- Born: Harold Nathan Levinson
- Occupations: Psychiatrist and Neurologist
- Known for: Contributions to Dyslexia research
- Website: Dyslexia Online

= Harold Levinson =

American psychiatrist and author

Harold Levinson is an American psychiatrist and author, known for developing his cerebellar theory of treating dyslexia.

==Career in psychiatry==
Levinson has pursued alternative theories and treatments for dyslexia since the 1960s. In 1973 he and Jan Frank published an article in the Journal of Child Psychiatry suggesting dyslexia was caused by a faulty connection between the cerebellum and the other parts of the brain, instead of the cerebrum.

By 1974 Levinson's cerebellar and related inner-ear theory that dyslexia has been mentioned in the popular press. His cerebellar-vestibular theory led him to treating children with dyslexia as an inner ear problem, using anti-motion sickness medication. He used the same over-the-counter medication to treat the associated attention deficit, hyperactivity, impaired concentration and distractibility. He considers that his findings suggested that cerebellar problems cause a scrambling of information, which secondarily confuse higher brain processors.

Levinson appeared on television to discuss his treatment in the late 1970s and early 1980s. In 1985, he observed that 750 out of 1000 dyslexia patients also had problems with balance and coordination. By 1986 Levinson had treated more than 8,000 patients with dyslexia, and reported a success rate of between 75% and 80%. He had also studied more than 20,000 patients in total. One of the additional psychological problems Levinson determined was associated with the same brain disorder is the rise of adult phobias. Levinson's observations led him to believe that up to 90% of people who have phobias also have cerebellar and inner-ear malfunctions, leading to patient's belief the fear is rational. He published a book entitled Phobia Free in which his findings were outlined.

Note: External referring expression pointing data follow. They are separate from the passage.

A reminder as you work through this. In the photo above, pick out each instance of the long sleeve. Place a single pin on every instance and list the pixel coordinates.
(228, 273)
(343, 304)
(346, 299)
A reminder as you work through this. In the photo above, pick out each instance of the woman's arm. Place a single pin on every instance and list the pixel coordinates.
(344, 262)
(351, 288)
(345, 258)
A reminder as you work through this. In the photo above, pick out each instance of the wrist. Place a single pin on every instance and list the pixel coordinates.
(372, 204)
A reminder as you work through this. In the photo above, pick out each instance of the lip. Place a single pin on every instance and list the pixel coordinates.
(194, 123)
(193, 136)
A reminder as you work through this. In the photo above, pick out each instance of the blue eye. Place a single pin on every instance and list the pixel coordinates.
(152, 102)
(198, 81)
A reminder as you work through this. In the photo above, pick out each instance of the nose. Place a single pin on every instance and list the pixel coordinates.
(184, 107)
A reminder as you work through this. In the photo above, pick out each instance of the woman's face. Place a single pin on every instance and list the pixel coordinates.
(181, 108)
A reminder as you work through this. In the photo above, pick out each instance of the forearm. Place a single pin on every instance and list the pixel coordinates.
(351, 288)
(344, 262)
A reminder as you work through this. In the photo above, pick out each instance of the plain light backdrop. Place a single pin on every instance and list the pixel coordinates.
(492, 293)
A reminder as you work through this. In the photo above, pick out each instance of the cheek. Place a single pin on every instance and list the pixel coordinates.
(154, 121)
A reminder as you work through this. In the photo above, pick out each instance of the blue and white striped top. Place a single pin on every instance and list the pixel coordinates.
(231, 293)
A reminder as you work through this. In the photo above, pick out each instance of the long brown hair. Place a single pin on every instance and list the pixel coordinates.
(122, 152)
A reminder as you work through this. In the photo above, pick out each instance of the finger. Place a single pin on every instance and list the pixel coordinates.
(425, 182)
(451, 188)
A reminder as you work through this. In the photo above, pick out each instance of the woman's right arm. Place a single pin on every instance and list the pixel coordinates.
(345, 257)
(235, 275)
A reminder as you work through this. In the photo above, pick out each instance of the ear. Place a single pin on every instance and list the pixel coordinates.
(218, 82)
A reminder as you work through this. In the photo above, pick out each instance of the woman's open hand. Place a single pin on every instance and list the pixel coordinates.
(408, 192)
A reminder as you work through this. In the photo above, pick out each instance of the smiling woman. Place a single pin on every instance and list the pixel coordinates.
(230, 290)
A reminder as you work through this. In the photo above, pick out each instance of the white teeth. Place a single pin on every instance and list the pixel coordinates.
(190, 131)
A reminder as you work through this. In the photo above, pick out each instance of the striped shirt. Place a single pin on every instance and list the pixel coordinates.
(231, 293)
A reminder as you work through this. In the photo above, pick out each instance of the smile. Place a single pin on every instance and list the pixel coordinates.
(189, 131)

Levinson was interviewed on The Phil Donahue Show in the early 1980s, in addition to many other network shows like Lifestyles with Regis Philbin, and The Today Show, The Morning Show. Levinson used to be a clinical associate professor of psychiatry at New York University Medical Center. Levinson became the director of the Medical Dyslexic and Attention Deficit Disorder Treatment Centre on Long Island. He is now the Clinical and Research Director of the Levinson Medical Center for Learning Disabilities, which has had locations in New York, England, and Hong Kong.

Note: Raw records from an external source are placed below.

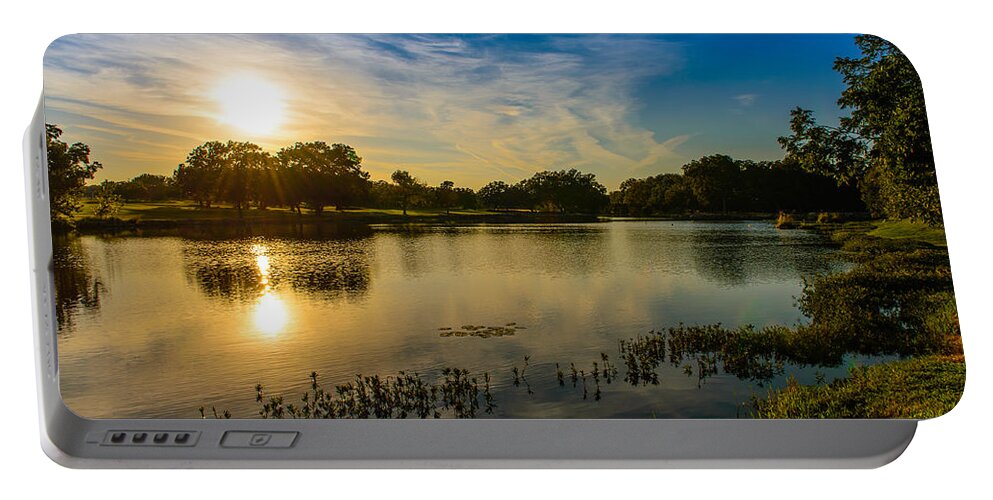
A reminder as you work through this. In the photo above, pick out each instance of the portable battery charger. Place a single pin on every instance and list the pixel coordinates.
(486, 251)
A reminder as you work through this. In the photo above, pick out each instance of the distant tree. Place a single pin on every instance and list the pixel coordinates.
(108, 202)
(884, 146)
(382, 194)
(466, 198)
(243, 167)
(147, 187)
(408, 187)
(445, 196)
(494, 195)
(69, 167)
(714, 180)
(199, 177)
(566, 191)
(327, 174)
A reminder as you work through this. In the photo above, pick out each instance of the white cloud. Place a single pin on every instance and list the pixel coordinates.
(472, 109)
(746, 100)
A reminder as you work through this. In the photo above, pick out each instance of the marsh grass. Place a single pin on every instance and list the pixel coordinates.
(896, 299)
(923, 387)
(458, 394)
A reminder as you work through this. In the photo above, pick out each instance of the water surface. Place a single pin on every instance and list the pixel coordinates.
(155, 325)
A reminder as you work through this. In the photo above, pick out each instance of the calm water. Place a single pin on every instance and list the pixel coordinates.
(157, 325)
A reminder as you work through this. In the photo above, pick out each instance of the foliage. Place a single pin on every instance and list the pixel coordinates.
(457, 394)
(324, 174)
(565, 191)
(898, 298)
(502, 196)
(720, 183)
(924, 387)
(884, 145)
(108, 202)
(408, 188)
(69, 167)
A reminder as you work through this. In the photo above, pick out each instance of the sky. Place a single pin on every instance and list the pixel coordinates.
(466, 108)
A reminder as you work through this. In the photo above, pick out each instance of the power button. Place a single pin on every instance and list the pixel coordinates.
(261, 439)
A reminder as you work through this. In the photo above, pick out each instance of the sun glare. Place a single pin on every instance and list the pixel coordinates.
(270, 315)
(250, 103)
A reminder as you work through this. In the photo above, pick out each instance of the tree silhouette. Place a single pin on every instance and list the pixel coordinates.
(69, 167)
(408, 187)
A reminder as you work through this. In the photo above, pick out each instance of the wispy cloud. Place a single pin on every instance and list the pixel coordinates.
(472, 108)
(746, 100)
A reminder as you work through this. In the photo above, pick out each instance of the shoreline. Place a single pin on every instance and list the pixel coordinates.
(171, 216)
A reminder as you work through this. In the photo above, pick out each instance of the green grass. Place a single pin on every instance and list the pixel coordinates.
(189, 211)
(907, 230)
(924, 387)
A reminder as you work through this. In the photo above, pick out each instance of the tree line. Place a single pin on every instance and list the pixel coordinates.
(879, 158)
(719, 183)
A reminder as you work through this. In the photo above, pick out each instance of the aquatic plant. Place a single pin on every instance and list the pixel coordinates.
(457, 394)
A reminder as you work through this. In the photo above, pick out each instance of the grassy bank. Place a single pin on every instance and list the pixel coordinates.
(183, 213)
(924, 387)
(898, 295)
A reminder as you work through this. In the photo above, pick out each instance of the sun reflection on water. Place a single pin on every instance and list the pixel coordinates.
(270, 315)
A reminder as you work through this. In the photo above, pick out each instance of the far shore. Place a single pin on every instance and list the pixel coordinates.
(173, 214)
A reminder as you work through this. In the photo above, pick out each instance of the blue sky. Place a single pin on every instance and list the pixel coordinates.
(470, 108)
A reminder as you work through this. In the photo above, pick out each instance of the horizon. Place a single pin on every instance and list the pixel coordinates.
(466, 108)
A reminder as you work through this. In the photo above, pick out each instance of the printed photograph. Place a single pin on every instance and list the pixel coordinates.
(496, 226)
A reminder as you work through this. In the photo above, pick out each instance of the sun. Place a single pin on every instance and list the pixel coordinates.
(250, 103)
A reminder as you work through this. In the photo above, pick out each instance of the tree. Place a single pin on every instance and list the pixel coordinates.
(199, 177)
(445, 196)
(69, 167)
(714, 180)
(326, 174)
(241, 170)
(566, 191)
(408, 187)
(108, 202)
(884, 146)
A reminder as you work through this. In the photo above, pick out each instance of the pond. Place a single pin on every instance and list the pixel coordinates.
(159, 323)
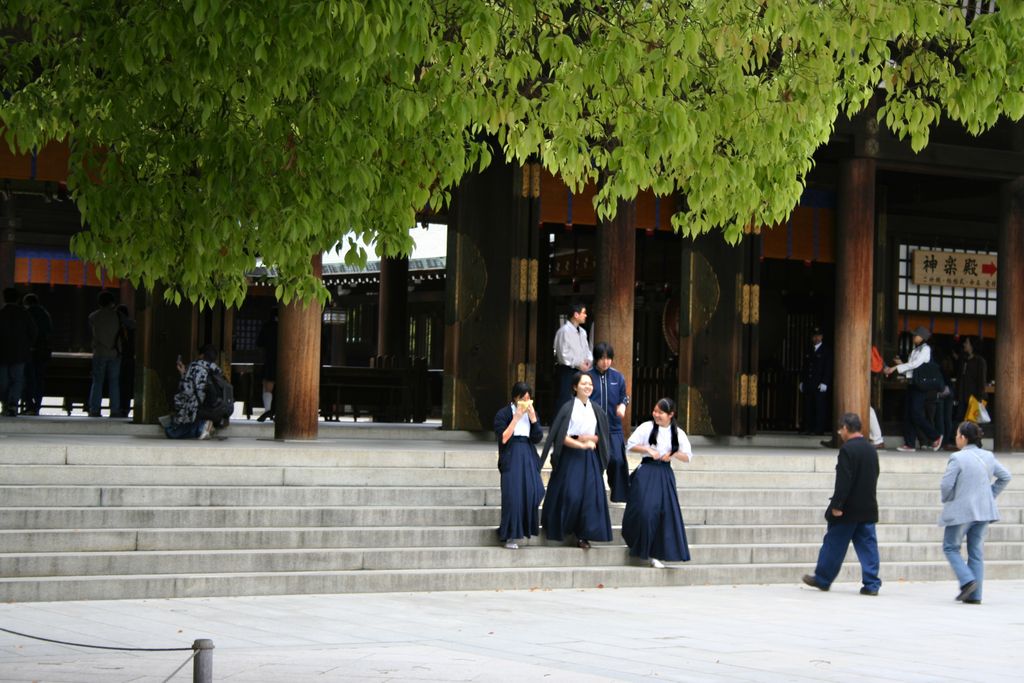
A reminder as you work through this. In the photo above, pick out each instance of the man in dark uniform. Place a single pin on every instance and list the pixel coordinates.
(815, 380)
(852, 512)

In the 1970s Levinson also developed instruments called the 3-D Optical, Auditory and Tactile Scanners, used to gather visual, auditory- phonetic and touch sensory data related to the dyslexic condition. The scanners were used by Levinson to screen and diagnose children and adults for dyslexia.

==Publishing==
Levinson has published his research in academic journals including Journal of the American Academy of Child Psychiatry, Perceptual and Motor Skills and Academic Therapy. In 1980 Levinson published the book Dyslexia - a Solution to the Riddle, expanding upon his theories on dyslexia, as well as related ADHD and phobias. In 1984 he then published the book Smart But Feeling Dumb, talking further about the experience of children with these disabilities. In 1991 Levinson published the book The Upside-Down Kids, which followed a hypothetical classroom containing eight children with different learning disabilities. His book Smart But Feeling Dumb was released in a revised second edition format in 2008.

Other books by Levinson include Phobia Free (1986), Total Concentration (1990), Turning Around — The Upside Down Kids (1992), A Scientific Watergate — Dyslexia (1994), and the lead chapter in The All in One Guide to ADD and Hyperactivity (2001). Levinson is also the author of the Psychology Today blog Freud's Missing Links. Subjects of his blog postings have included cerebellar theory, childhood bullying, and fraudulent science.